Memaknai langkah Sekda Singgih Setyono untuk memutuskan pensiun sebaiknya dibaca dinamika yang sehat. Ibarat ruangan biarlah berganti suasana, udara dibiarkan mengalir, dan regenerasi berjalan. Apa pun dan bagaimana pun Singgih telah memberikan kontribusi dengan segala corak dan jejak jejaknya.

Waktu adalah hakim, dan hukum tuhan akan berjalan dengan magnitude juga chemistry yang berjalan atas dasar hitam putih sebagai karma. Karma baik akan melahirkan kedamaian, karma buruk menjadi busur panah angkara murka.

Apalagi dalam konteks menjadi umara yang memimpin orang banyak, konsekuensi moral bukan sesuatu yang ringan. Nah, di sinilah empati saya itu muncul ketika pertimbangan atas pilihan untuk memungkasi karier adalah dalam rangka menjemput bahagia.

Akhirnya untuk Bupati Demak, dr Hj E’istianah SE, sebagai pemimpin muda yang menjadi nahkoda di Kota Wali momentum ini dapatlah menjadi pengungkit untuk menjadi payung atau songsong agung yang lebih utuh. Mikul duwur mendhem jero adalah falsafah yang perlu digenggam erat.

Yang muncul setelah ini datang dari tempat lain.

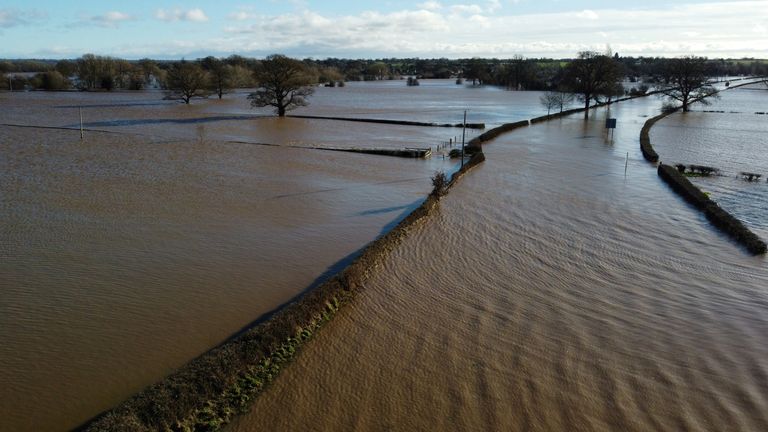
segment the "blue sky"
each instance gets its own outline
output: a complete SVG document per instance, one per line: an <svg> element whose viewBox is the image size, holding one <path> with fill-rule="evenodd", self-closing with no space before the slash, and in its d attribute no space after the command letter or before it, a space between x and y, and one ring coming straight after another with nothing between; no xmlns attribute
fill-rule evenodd
<svg viewBox="0 0 768 432"><path fill-rule="evenodd" d="M628 2L18 1L0 3L0 58L768 58L768 0Z"/></svg>

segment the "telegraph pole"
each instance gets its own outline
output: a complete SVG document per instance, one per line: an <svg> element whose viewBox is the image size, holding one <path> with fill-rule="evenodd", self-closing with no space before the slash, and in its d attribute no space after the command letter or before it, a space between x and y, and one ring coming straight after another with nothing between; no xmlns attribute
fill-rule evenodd
<svg viewBox="0 0 768 432"><path fill-rule="evenodd" d="M461 168L464 168L464 136L467 132L467 110L464 110L464 123L461 125Z"/></svg>

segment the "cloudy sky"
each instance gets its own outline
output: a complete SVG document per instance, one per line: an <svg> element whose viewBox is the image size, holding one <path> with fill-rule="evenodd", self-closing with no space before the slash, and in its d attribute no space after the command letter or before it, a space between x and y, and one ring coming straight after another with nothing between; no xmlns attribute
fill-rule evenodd
<svg viewBox="0 0 768 432"><path fill-rule="evenodd" d="M0 58L768 58L768 0L2 0Z"/></svg>

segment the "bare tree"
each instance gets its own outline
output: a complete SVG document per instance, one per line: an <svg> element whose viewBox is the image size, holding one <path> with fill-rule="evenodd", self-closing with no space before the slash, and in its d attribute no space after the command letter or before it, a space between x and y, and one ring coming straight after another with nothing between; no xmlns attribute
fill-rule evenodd
<svg viewBox="0 0 768 432"><path fill-rule="evenodd" d="M280 117L286 111L307 106L307 97L315 92L304 63L281 54L263 60L256 67L254 78L259 89L248 95L251 107L275 107Z"/></svg>
<svg viewBox="0 0 768 432"><path fill-rule="evenodd" d="M539 101L541 101L541 104L547 109L547 115L549 115L553 109L557 108L559 103L558 99L560 99L560 96L557 92L546 92L539 97Z"/></svg>
<svg viewBox="0 0 768 432"><path fill-rule="evenodd" d="M670 87L662 90L667 98L683 104L683 112L688 112L690 104L701 102L708 105L706 97L717 93L710 86L707 76L706 57L685 56L669 59L665 64L667 83Z"/></svg>
<svg viewBox="0 0 768 432"><path fill-rule="evenodd" d="M610 94L621 79L621 68L611 57L595 51L583 51L565 70L565 86L584 102L584 118L589 118L589 104Z"/></svg>
<svg viewBox="0 0 768 432"><path fill-rule="evenodd" d="M558 108L560 112L573 102L574 96L571 93L565 93L560 91L546 92L539 98L541 104L547 109L547 115L550 111Z"/></svg>
<svg viewBox="0 0 768 432"><path fill-rule="evenodd" d="M208 97L208 75L197 63L182 60L171 65L165 81L165 99L189 105L192 98Z"/></svg>
<svg viewBox="0 0 768 432"><path fill-rule="evenodd" d="M232 66L213 56L202 59L200 63L208 72L211 90L221 99L224 93L232 89Z"/></svg>

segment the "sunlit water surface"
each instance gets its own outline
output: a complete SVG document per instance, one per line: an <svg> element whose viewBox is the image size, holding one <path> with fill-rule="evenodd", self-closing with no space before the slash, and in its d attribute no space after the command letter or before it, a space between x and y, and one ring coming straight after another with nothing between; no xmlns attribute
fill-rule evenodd
<svg viewBox="0 0 768 432"><path fill-rule="evenodd" d="M338 270L456 169L436 146L461 129L279 119L245 96L0 94L0 430L114 406ZM297 113L490 124L542 114L538 97L352 83Z"/></svg>
<svg viewBox="0 0 768 432"><path fill-rule="evenodd" d="M768 430L768 265L643 160L659 106L486 145L231 430Z"/></svg>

Sukses dan keberhasilan tidak lain akan lahir dari Rahim diri sendiri, yakni hati Nurani. Akan dihela kemana amanah dan kepercayaan masyarakat Demak berpulang pada kata hati itu tadi. Demak adalah Kota Wali, dan Sunan Kalijaga adalah sang empu yang senantiasa mampu memayu hayuning bawana. Sabda pandita wali, ketika itu dijalankan dengan penuh amanah, maka Srikandi seutuhnya akan tersemat dan menjadi mahkota.

Akhirnya dr Singgih Setyono, MM selamat memasuki masa purnah, doa kami bahagia akan senantiasa menghampiri.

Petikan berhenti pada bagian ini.